Die Gäste stellten eine bunte Altersmischung dar und kamen anscheinend aus allen Bildungsschichten, wie man an der Sprechweise erkennen konnte. Allen gemeinsam waren die hohlen Wangen und die schlotternden Kleider. Sie waren voll des Lobes für die Idee mit der Armenspeisung.

"Kann ich Ihnen irgendwie helfen, denn ich will gar nicht ohne Gegenleistung verköstigt werden?", fragte einer Anwesenden.

"Eine helfende Hand können wir hier immer gebrauchen, denn wir schaffen es nur mit Mühe. Haben Sie Erfahrung in der Landwirtschaft?", antwortete Jens, der sich zu den Speisenden gesetzt hatte.

"Früher hatte ich einen Garten.", die Bitterkeit in der Stimme des Mannes war nicht zu überhören. Bestimmt verbarg sich hinter dem Verlust des Gartens eine tragische Geschichte, aber Jens beschloss, nicht weiter darauf einzugehen, sondern in die Zukunft zu blicken.
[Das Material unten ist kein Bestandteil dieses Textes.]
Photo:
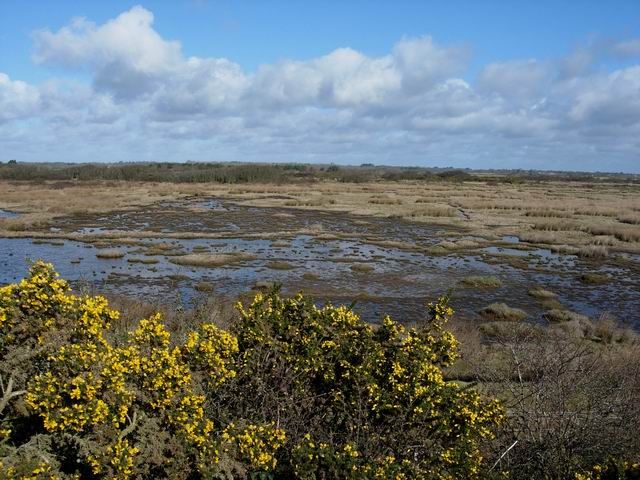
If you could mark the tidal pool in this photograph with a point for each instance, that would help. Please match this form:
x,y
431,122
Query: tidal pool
x,y
326,263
"Wunderbar, etwas Gartenerfahrung hilft schon enorm."

"Ich könnte auch helfen."

"Und ich auch."

"Hoppla, da komme ich ja kaum hinterher. Nach dem Essen können alle freiwilligen Helfer hierbleiben und dann stellen wir in Ruhe eine Liste zusammen."

Jens ging ins Wohnzimmer, um sich etwas zum Schreiben zu besorgen und überlegte, wie er die Freiwilligen optimal einsetzen konnte. Am besten fragte er sie erstmal, was sie konnten. Er erwartete, dass vielleicht vier bis fünf Helfer zusammenkommen würden, doch nach der Mahlzeit verließ niemand den Speisesaal. Alle sahen Jens erwartungsvoll an.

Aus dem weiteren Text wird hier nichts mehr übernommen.